WASHINGTON — Their lives on hold for years, young adults are now making big moves in the fledgling economic recovery, leaving college towns or parents' homes and heading out of state at the highest rate since the height of the housing boom.
New census data released Thursday offer a detailed look at U.S. migration as mobility begins to revive after sliding to a record low last year.
The latest numbers show that young adults 25-29 are the primary out-of-state movers; they had the biggest gain in 13 years as they struck out on their own to test the job market in urban, high-tech meccas such as Washington, D.C.; Denver; Portland, Ore.; Seattle; and Austin, Texas.
In contrast, groups that showed some of the most movement in the housing boom of the last decade (2000-2010) — working professionals, families and would-be retirees — are still mostly locked in place, their out-of-state migration levels stuck at near lows due to underwater mortgages and shrunken retirement portfolios.
The demographic shifts, which analysts say could continue for many more years, are once again rejiggering the housing map.
Out are the super-sized McMansions in far-flung suburbs and in the sprawling Southwest, which helped drive rapid metro area growth in the early to middle part of the last decade in places such as Phoenix; Las Vegas; Orlando, Fla.; and Atlanta. In are new, 300 square-foot "micro" apartments under consideration for wider development in dense cities such as New York, San Francisco, Boston and Seattle, which are seeking to attract young single adults who value affordable spaces in prime locations to call their own.
"Footloose young singles are forming the leading edge of the coming migration wave," said William H. Frey, a Brookings Institution demographer who reviewed the numbers. He attributed the recent jump in mobility to pent-up demand among young adults who now are ready to "move on a dime" to land a job opportunity.
"We will see their migration rates swell even higher if the jobs become more plentiful," Frey said. "Families, older professionals and retirees will be latecomers; they have more financial baggage and will need to make more careful decisions about when and where to move."

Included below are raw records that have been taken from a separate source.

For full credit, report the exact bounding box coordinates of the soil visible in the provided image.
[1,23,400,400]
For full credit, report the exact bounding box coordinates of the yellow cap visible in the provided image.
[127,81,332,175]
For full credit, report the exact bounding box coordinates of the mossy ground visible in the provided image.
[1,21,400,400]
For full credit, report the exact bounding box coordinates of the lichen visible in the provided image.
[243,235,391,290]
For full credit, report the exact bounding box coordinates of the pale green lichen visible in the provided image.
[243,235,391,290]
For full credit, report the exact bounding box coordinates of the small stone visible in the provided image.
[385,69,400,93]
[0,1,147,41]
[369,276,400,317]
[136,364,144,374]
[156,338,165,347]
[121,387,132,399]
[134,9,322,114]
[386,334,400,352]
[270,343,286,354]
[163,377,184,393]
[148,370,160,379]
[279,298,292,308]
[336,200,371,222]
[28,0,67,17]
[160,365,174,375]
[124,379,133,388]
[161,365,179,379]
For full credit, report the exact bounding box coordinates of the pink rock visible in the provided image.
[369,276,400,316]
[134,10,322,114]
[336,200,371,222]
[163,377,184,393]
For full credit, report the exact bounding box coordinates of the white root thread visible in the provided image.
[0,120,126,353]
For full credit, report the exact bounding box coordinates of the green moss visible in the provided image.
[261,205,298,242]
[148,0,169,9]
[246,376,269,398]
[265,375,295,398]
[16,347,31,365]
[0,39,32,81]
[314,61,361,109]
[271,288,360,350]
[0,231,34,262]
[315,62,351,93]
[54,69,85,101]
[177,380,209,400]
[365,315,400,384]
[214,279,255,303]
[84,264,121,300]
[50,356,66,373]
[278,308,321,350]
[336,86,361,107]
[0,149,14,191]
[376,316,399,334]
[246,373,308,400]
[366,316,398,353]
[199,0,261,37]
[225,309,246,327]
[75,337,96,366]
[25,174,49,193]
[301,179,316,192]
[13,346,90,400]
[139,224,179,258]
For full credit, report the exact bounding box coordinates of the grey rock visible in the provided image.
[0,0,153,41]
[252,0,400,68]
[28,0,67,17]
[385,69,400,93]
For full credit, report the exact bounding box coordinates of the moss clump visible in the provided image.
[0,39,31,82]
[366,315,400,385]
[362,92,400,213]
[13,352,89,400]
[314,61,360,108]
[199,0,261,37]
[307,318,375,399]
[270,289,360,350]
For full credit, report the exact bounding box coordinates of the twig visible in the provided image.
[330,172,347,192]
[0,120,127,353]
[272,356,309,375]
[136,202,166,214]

Richard Florida, an American urban theorist and professor at the University of Toronto's Rotman School of Management, called the mobility gain an important sign the U.S. economy is getting back on track.

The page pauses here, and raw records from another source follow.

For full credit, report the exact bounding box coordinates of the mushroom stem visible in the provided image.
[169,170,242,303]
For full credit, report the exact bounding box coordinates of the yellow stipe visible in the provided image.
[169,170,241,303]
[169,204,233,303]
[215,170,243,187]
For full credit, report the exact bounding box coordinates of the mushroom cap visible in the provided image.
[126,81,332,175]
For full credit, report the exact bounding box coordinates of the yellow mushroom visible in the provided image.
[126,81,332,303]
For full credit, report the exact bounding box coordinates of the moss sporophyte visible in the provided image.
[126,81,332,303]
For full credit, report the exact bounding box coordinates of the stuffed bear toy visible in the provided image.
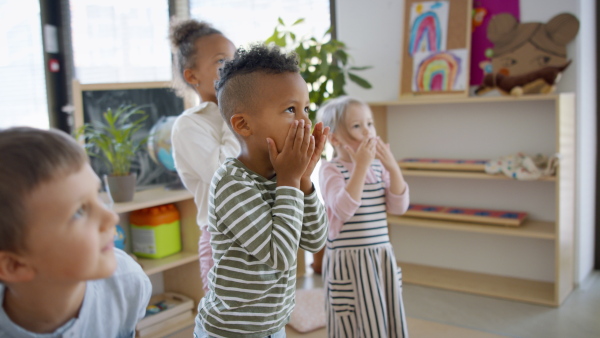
[475,13,579,96]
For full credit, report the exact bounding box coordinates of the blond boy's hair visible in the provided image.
[0,127,87,253]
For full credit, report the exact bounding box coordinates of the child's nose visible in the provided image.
[101,208,119,232]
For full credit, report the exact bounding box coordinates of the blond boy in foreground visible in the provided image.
[0,127,151,338]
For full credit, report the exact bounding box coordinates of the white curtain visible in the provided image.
[0,0,49,128]
[69,0,172,84]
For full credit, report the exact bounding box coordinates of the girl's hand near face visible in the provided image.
[341,136,376,202]
[375,137,400,172]
[345,137,377,170]
[375,137,407,195]
[267,119,314,190]
[300,122,330,194]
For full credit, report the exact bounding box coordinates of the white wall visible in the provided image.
[573,0,597,285]
[336,0,596,284]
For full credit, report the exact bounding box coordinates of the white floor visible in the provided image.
[291,270,600,338]
[168,269,600,338]
[403,271,600,338]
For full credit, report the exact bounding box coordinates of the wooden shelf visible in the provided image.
[138,251,199,276]
[399,262,556,306]
[369,93,561,107]
[401,169,556,181]
[140,316,195,338]
[367,92,575,306]
[112,187,193,213]
[388,215,555,240]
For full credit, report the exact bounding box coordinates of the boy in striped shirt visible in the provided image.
[193,44,329,338]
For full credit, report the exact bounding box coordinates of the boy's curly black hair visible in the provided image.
[216,44,300,127]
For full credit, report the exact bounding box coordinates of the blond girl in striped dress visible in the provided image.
[318,96,410,338]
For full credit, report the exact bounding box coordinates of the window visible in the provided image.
[69,0,171,84]
[190,0,331,49]
[0,0,49,129]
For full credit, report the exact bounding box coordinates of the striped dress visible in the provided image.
[196,158,328,338]
[319,160,409,338]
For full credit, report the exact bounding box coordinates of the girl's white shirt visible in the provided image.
[171,101,241,228]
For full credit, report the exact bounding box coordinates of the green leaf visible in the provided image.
[332,73,345,95]
[265,28,280,45]
[77,104,148,176]
[293,18,305,26]
[335,49,348,64]
[349,66,373,71]
[319,48,329,77]
[348,72,372,89]
[278,17,285,26]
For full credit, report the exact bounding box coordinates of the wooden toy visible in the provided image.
[475,13,579,96]
[404,204,527,227]
[399,158,488,171]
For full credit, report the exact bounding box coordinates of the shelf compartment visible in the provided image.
[369,93,560,107]
[139,316,194,338]
[112,187,193,213]
[401,169,556,181]
[388,215,555,240]
[398,262,556,306]
[138,251,199,275]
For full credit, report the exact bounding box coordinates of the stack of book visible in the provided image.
[136,292,194,337]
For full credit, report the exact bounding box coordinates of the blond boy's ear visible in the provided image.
[230,113,252,137]
[0,251,35,283]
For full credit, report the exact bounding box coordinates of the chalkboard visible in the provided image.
[73,80,186,188]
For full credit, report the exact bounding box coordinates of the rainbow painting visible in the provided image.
[409,1,449,56]
[412,49,467,92]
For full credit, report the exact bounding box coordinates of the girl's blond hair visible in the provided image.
[316,95,368,134]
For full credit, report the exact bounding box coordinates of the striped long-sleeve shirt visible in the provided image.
[197,158,328,338]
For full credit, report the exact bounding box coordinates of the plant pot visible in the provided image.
[104,173,136,203]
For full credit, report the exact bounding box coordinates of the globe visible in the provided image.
[148,116,177,171]
[148,116,183,189]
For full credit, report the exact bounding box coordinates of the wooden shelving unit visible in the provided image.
[369,93,563,107]
[111,187,201,337]
[388,216,555,240]
[138,251,199,276]
[141,317,195,338]
[398,261,556,306]
[112,187,193,213]
[370,93,575,306]
[401,168,556,181]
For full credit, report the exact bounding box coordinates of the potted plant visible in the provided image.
[265,18,372,124]
[76,104,148,202]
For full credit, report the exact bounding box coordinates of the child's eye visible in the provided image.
[285,107,295,114]
[217,58,226,64]
[73,206,87,220]
[368,122,373,127]
[353,124,360,129]
[304,107,309,114]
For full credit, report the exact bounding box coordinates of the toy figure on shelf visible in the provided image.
[475,13,579,96]
[485,152,559,180]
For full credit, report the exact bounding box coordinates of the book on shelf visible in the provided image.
[136,310,193,337]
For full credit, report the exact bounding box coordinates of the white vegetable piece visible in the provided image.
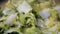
[5,30,13,33]
[36,19,43,27]
[58,32,60,34]
[17,1,32,13]
[45,19,50,26]
[3,7,16,15]
[53,6,60,16]
[40,8,50,19]
[4,29,17,34]
[3,7,9,15]
[5,13,17,25]
[54,6,60,12]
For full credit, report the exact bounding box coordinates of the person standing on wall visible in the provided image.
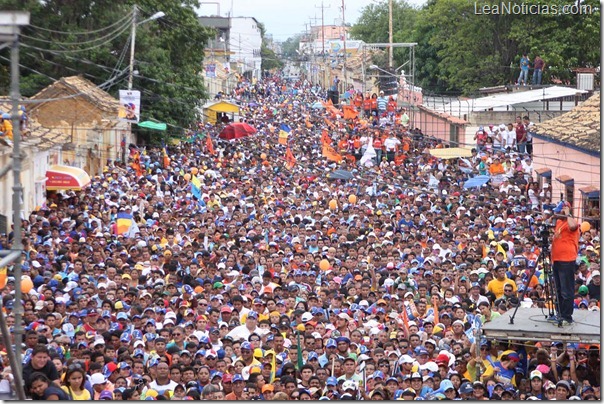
[518,53,530,86]
[551,201,580,326]
[532,54,545,85]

"Young people are moving out of their parents' basements and sampling places and sampling careers again," he said. "After living at home for a while, young people have kind of maxed it out. They are heading to bigger, vibrant cities, predominantly, because they're looking for economic opportunity and building their social networks."
About 1.7 percent of the U.S. population moved across state lines to a new home in the 12-month period ending March 2012, up slightly from 1.6 percent in the previous year.
The share of young adults ages 25-29 who moved to a new state was higher, about 3.8 percent. That's up from 3.4 percent in the previous year and the highest level since the height of the housing boom in 2005, when mobility was 5 percent. The 0.4 percentage point increase in 2012 is also the biggest jump for young adults since 1999, when the rapid rise of Internet startups and the need for young workers during the dot-com bubble drove migration.
Moving rates for college graduates of all ages remained mostly flat at 2 percent.
Among Americans 55 and older, out-of-state moves dipped from the previous year to a low of 0.7 percent. At the height of the housing boom, interstate migration for this group reached well over 1 percent, due mostly to baby boomers opting to retire early to residential hot spots in the South and West.